On another note, I don't think they're a bogan band. Kurt wore dresses and regularly claimed his bisexuality, stating that if he wasn't with Courtney, he'd probably be with a bloke (British publication - Face magazine). Actually, on 2nd thought, bogans can be bi too... maybe they WERE a bogan band. Damn!


----------



## happynagini (Apr 7, 2013)

im a girl, i have snakes, i have tattoos, i dont like beer but i drink cider does that count haha (sarcasm), i have a bogan dog (dane mastiff x great dane) and i love pigging and i LOVE MY UTE!

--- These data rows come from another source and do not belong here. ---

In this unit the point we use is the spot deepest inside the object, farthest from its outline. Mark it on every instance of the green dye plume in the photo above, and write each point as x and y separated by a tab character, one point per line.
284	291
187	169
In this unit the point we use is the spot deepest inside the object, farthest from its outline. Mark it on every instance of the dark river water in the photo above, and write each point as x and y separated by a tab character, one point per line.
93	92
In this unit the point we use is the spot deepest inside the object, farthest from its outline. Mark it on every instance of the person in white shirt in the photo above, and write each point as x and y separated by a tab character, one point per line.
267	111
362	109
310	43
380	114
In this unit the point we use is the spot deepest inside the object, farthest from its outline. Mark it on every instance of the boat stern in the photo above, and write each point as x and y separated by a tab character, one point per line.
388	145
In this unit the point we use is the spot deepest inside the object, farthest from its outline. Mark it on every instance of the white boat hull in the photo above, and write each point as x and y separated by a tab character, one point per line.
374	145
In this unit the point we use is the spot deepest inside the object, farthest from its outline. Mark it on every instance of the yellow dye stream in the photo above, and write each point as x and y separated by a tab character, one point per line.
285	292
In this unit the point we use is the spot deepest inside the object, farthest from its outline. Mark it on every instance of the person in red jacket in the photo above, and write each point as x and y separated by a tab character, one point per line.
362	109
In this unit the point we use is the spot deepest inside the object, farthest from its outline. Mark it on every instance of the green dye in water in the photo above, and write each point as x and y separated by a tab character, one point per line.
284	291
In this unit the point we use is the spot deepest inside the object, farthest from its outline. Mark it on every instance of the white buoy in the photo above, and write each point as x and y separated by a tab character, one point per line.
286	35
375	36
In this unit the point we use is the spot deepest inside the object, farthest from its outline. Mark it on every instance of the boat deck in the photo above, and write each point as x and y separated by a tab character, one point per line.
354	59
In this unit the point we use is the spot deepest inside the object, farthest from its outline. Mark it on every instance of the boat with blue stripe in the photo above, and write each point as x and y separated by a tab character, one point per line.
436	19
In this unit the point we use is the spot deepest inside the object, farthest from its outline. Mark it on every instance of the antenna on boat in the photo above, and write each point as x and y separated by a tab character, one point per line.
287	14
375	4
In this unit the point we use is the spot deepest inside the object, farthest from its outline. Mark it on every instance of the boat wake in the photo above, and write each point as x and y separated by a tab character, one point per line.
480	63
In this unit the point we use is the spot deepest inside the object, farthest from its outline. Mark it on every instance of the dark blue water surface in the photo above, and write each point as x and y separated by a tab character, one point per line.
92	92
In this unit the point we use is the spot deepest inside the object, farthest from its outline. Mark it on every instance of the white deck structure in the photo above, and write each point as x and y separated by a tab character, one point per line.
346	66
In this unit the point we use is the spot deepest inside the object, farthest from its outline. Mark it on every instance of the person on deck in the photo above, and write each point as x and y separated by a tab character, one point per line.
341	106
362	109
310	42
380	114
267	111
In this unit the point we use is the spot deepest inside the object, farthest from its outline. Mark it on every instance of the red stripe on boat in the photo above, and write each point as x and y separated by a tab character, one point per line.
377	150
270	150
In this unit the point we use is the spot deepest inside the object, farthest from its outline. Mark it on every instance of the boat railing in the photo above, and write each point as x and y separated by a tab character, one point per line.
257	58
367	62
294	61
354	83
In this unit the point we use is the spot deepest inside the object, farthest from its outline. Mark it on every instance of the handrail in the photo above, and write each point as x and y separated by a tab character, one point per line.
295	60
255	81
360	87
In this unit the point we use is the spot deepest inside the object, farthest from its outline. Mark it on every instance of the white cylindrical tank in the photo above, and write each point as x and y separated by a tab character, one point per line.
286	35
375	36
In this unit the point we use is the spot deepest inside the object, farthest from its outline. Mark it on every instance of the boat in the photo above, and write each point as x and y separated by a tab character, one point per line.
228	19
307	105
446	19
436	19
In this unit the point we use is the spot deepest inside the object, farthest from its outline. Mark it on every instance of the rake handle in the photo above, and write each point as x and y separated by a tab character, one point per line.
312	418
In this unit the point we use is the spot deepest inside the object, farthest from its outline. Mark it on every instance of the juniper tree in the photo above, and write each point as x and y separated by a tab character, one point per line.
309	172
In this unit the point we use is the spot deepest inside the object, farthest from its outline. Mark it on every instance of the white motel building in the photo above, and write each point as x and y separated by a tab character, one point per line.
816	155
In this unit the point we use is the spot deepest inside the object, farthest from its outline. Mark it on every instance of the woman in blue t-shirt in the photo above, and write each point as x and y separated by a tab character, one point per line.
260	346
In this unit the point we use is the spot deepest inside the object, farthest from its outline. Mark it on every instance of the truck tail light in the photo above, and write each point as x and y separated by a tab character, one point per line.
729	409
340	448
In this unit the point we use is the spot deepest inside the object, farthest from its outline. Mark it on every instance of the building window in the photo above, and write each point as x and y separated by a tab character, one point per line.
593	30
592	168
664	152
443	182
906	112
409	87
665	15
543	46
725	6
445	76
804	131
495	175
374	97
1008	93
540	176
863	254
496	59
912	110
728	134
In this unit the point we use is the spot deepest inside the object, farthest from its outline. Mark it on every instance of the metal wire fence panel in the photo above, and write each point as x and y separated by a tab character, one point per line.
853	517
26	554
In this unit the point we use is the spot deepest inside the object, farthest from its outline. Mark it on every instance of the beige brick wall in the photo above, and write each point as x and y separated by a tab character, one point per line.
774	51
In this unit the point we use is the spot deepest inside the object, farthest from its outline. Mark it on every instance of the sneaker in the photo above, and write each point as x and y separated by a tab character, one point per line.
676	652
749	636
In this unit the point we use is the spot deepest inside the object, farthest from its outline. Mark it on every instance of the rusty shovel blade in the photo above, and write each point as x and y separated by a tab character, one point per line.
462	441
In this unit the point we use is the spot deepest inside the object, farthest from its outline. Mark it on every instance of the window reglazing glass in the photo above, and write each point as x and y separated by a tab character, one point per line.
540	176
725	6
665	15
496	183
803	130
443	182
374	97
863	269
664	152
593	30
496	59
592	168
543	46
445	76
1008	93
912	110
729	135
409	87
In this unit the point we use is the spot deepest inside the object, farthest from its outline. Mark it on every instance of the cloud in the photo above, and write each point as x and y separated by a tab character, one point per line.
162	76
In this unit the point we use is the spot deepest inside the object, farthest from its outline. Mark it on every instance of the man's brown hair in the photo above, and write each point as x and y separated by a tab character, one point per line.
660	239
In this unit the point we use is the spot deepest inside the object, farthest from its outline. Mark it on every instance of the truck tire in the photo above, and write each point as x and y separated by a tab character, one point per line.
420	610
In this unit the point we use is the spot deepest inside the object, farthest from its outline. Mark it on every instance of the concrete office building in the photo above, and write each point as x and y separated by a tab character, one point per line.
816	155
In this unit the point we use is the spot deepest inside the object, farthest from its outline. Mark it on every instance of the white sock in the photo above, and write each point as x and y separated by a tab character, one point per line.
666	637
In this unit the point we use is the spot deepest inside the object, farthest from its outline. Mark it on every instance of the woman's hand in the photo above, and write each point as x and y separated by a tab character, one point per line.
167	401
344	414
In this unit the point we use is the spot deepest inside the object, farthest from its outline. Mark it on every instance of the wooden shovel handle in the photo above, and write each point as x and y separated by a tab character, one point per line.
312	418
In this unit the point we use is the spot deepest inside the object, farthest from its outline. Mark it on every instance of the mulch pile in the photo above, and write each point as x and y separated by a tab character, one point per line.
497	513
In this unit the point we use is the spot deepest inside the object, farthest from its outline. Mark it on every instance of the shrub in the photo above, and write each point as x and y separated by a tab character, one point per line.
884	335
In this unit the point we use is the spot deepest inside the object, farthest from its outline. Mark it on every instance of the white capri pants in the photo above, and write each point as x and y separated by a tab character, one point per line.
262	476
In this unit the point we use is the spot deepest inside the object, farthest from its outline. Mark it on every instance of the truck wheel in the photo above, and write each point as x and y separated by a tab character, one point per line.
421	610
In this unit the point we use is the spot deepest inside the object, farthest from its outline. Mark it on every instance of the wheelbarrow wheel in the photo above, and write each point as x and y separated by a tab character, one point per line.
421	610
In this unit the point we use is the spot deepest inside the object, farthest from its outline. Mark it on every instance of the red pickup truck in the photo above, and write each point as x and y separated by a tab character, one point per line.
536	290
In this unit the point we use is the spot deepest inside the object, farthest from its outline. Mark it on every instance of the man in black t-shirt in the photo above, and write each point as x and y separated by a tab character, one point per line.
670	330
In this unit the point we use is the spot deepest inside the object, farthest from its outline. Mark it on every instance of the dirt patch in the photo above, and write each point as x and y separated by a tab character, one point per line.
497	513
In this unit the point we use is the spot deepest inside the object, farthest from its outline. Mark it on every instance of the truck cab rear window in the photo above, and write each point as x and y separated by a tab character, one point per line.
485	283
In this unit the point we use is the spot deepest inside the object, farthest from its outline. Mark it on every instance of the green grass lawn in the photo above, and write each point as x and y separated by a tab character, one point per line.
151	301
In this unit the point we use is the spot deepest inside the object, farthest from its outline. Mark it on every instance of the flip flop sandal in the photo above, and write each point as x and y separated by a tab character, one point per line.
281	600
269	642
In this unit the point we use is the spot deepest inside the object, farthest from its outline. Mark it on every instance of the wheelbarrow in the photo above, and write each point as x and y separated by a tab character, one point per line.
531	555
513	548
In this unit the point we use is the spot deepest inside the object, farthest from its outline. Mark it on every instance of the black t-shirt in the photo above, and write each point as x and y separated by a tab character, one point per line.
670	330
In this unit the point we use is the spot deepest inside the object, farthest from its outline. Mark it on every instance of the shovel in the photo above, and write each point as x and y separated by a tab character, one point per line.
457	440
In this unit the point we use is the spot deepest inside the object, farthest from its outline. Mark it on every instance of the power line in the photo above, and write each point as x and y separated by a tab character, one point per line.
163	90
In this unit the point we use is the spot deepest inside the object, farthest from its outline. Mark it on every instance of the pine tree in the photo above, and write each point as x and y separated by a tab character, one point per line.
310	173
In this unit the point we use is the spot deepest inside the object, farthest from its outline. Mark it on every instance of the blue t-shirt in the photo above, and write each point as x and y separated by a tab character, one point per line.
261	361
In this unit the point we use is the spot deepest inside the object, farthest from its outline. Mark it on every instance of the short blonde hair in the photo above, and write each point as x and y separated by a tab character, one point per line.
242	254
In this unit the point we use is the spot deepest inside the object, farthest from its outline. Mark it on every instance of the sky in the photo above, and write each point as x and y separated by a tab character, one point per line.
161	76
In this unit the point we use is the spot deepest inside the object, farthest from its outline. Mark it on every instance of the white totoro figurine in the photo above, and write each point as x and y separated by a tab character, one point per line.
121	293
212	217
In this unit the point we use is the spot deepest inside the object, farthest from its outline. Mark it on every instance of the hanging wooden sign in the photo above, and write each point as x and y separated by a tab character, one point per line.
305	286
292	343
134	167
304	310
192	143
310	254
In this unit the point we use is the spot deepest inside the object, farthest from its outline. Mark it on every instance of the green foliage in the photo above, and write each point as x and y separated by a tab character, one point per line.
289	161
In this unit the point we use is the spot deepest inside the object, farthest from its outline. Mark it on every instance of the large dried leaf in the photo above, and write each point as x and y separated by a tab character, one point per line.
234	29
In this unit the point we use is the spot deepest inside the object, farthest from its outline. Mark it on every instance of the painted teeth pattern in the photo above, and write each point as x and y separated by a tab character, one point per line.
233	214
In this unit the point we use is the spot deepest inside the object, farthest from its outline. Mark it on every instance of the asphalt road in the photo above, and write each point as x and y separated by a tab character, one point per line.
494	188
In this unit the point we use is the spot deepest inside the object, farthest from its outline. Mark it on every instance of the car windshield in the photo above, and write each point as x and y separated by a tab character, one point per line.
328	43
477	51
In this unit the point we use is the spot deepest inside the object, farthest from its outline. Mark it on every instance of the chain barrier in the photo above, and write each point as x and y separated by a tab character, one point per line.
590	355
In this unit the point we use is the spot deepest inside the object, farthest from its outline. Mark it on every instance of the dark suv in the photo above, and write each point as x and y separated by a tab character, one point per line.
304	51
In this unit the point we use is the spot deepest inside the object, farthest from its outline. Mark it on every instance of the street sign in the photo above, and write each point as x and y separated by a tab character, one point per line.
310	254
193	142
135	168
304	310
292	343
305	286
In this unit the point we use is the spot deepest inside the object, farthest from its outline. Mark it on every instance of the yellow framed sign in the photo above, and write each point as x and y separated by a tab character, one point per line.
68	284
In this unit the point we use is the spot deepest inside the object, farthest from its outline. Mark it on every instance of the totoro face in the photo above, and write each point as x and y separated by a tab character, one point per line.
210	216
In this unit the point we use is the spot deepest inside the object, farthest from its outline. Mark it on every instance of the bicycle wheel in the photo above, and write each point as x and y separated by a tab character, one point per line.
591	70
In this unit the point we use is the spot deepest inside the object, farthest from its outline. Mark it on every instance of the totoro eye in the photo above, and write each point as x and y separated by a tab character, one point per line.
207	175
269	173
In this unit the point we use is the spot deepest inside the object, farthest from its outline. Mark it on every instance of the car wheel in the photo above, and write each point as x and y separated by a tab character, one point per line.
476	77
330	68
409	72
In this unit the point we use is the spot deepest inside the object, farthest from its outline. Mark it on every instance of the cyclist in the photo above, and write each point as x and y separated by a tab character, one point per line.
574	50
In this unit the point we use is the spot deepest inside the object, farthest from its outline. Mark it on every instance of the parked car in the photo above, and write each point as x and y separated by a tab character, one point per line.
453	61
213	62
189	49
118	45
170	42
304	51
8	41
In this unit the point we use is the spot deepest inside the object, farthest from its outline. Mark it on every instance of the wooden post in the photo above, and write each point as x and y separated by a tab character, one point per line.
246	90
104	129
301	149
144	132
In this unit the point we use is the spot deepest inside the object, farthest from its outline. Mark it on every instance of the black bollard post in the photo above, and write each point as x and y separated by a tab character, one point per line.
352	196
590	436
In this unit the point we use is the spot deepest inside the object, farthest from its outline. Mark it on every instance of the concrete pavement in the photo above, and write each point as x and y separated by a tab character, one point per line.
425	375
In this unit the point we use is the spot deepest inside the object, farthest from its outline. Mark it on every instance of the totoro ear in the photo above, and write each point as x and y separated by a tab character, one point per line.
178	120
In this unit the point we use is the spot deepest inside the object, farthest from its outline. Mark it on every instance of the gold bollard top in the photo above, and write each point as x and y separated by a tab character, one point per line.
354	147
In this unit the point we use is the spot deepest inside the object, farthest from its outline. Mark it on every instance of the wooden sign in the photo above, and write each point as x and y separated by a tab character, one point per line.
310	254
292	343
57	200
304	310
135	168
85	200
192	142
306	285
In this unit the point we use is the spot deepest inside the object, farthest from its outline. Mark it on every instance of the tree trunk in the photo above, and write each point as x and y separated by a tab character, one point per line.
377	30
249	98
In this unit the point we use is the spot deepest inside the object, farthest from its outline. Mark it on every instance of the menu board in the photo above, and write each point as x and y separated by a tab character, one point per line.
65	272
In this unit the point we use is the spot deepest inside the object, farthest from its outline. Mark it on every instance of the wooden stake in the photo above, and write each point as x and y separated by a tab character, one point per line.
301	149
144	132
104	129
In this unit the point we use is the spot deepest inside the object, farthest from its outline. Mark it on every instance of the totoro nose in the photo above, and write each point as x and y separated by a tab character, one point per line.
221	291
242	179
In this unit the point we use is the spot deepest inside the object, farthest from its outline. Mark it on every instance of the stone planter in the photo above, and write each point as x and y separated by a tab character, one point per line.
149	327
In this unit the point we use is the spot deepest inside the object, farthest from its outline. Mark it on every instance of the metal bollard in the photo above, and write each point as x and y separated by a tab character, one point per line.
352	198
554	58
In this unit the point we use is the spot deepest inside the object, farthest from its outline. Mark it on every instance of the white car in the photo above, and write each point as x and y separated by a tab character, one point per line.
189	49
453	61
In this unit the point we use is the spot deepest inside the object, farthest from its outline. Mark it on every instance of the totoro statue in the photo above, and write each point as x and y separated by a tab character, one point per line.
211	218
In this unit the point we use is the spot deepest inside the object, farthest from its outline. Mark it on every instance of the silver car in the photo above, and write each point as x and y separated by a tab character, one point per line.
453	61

am i a bogan? probs, id where that label with pride. im on centrelink cos im a uni student, this probably increases my bogan credibility score.


----------



## montysrainbow (Apr 7, 2013)

happynagini said:


> im a girl, i have snakes, i have tattoos, i dont like beer but i drink cider does that count haha (sarcasm), i have a bogan dog (dane mastiff x great dane) and i love pigging and i LOVE MY UTE!
> 
> am i a bogan? probs, id where that label with pride. im on centrelink cos im a uni student, this probably increases my bogan credibility score.




who cares if your a bogan lol u have a sexy as ute!


----------



## happynagini (Apr 7, 2013)

montysrainbow said:


> who cares if your a bogan lol u have a sexy as ute!



may as well go get a southern cross tattoo on my neck mate haha


----------



## montysrainbow (Apr 7, 2013)

happynagini said:


> may as well go get a southern cross tattoo on my neck mate haha



lol n while your at it wack an aussie flag sticker on the back window will ya :lol:


----------



## RedFox (Apr 7, 2013)

"Smells like teen spririt" is the greatest song ever produced. Mum calls Dave Grohl her other husband, and is still upset that she missed out on seeing Nirvana before they were big and still playing pub gigs because I had given her morning sickness. 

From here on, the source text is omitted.